On Wednesday, the European Union slapped Google with a record $5 billion antitrust fine, the latest in a string of judgments levied by EU competition czar Margrethe Vestager against US tech companies that dominate the mobile, online advertising, and internet search markets.
This is “Team Europe: Internet Police” in action: by taking on what they consider to be Silicon Valley’s excessive clout (in this case, the EU says Google used the market dominance of its Android operating system to force consumers to use its search engine), European regulators are seeking to shape the ways that global tech companies do business locally. If Google fails to get the case overturned on appeal, it’ll have to make big changes to the way it operates in the EU and, potentially, elsewhere.
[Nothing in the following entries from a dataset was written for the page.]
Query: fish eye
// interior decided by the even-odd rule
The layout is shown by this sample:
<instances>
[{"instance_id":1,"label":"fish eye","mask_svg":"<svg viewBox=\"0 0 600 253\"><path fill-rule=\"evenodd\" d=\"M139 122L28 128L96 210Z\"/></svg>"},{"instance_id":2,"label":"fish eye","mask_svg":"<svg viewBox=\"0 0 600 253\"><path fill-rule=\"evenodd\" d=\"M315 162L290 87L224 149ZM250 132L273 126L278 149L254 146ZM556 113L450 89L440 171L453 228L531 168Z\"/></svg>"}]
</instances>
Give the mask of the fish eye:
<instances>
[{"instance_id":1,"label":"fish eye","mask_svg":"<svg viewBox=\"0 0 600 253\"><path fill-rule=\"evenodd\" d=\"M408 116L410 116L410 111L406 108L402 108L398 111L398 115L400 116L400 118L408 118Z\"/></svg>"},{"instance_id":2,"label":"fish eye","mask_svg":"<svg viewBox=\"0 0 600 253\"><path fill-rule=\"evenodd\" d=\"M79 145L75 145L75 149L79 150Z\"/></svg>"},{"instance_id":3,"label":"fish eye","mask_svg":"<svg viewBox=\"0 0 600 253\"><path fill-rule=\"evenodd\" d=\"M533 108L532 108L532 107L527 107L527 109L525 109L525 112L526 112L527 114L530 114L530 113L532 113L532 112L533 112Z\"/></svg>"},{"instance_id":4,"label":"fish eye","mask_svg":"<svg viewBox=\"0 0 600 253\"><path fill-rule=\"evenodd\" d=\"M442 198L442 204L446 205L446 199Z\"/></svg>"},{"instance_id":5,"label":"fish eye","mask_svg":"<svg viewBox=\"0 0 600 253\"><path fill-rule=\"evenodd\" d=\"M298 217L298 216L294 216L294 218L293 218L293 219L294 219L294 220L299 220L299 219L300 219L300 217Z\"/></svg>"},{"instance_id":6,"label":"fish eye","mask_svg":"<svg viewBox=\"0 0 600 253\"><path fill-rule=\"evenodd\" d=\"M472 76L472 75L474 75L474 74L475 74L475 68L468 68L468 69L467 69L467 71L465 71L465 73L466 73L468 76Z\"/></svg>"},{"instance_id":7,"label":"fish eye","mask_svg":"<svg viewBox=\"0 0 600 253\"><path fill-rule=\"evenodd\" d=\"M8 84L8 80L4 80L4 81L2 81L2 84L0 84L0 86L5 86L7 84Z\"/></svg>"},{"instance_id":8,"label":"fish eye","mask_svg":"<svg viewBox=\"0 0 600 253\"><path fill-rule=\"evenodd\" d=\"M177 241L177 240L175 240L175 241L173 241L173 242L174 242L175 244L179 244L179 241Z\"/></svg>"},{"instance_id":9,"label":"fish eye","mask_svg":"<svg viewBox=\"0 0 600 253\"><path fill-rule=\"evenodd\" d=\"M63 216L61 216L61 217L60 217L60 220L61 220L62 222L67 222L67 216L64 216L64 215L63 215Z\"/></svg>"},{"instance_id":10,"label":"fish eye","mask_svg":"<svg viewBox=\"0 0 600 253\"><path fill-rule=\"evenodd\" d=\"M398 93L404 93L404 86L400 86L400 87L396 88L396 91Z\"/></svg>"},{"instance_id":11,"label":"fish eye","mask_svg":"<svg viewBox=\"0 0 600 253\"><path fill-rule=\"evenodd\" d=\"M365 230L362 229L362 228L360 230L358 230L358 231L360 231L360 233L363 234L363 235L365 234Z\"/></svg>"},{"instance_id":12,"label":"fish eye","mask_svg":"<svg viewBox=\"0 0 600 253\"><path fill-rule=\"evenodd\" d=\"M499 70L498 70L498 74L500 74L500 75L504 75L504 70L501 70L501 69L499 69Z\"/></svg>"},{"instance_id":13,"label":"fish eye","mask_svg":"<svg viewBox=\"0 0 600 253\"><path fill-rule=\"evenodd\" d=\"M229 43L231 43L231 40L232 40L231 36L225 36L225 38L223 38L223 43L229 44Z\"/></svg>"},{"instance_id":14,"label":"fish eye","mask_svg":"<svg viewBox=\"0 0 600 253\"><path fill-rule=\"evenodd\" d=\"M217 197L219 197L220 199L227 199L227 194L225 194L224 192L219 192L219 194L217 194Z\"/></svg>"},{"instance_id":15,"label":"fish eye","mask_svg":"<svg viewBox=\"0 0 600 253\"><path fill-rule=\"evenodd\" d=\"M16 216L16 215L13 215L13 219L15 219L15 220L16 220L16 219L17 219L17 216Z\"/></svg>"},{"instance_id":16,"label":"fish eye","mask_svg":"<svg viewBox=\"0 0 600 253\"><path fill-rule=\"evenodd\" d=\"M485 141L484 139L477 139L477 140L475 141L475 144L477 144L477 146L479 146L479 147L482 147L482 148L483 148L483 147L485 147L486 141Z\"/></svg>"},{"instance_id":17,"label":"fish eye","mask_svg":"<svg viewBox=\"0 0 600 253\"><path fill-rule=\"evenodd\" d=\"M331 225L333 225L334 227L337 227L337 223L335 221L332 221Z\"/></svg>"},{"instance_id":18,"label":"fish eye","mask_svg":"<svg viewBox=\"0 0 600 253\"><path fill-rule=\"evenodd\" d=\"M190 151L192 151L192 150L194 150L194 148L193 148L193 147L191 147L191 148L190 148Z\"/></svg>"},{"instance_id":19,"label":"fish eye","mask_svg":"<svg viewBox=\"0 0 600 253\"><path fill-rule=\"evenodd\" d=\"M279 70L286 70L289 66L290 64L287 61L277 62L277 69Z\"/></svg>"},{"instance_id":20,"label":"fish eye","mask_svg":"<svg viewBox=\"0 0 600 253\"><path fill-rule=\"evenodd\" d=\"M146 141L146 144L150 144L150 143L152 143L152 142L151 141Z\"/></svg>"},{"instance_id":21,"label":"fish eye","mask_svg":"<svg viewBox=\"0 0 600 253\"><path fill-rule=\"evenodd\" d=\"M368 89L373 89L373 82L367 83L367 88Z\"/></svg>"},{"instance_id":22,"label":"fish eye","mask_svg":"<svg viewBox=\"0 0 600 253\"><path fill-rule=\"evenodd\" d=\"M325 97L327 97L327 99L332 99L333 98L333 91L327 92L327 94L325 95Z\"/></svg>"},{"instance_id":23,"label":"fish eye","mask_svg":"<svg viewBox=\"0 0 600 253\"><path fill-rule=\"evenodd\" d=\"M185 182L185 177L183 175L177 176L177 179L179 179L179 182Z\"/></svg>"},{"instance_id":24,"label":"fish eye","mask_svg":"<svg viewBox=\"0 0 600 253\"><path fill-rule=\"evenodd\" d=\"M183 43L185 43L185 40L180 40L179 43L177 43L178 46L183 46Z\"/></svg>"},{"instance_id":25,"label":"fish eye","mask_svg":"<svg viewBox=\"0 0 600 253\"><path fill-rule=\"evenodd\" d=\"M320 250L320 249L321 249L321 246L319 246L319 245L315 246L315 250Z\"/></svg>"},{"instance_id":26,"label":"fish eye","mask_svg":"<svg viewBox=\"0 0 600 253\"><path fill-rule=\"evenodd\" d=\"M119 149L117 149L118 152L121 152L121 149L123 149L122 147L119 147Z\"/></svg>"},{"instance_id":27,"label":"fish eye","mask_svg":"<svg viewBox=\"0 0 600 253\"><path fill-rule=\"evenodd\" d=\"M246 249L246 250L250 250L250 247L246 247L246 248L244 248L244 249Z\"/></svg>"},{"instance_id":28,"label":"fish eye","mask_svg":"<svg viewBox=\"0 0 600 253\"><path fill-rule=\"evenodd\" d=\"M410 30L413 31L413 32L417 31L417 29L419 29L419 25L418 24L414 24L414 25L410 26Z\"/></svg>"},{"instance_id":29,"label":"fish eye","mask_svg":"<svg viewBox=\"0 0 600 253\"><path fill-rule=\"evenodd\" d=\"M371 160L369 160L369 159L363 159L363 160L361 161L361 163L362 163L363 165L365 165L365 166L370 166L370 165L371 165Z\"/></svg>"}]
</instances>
A few thoughts from our own tech czar Kevin Allison:
This is not just a European phenomenon. Governments around the world are racing to assert sovereignty over an unruly and rapidly expanding digital sphere. Whether it’s the EU getting tough on antitrust or data protection, Russia requiring tech companies to store citizens’ personal data inside the country, or China banning foreign websites to support its domestic tech sector, the “World Wide Web” is starting to look like a patchwork of “Narrow National Webs” where regulatory regimes differ from one another.
It poses existential questions for tech firms: As the global regulatory landscape fragments, should Silicon Valley’s tech giants adopt different business models for different markets, depending on local requirements? Or should they engage in a race to the top, redesigning their businesses to comply with whoever’s rules are the strictest? What if they push back against the regulatory onslaught by threatening to withhold their business from countries where the cost of complying with national rules has become too high? Whatever the answer, the freewheeling, libertarian dream that inspired the founders of many of the West’s biggest tech companies is fading fast, and local politics are becoming a global challenge for the tech giants.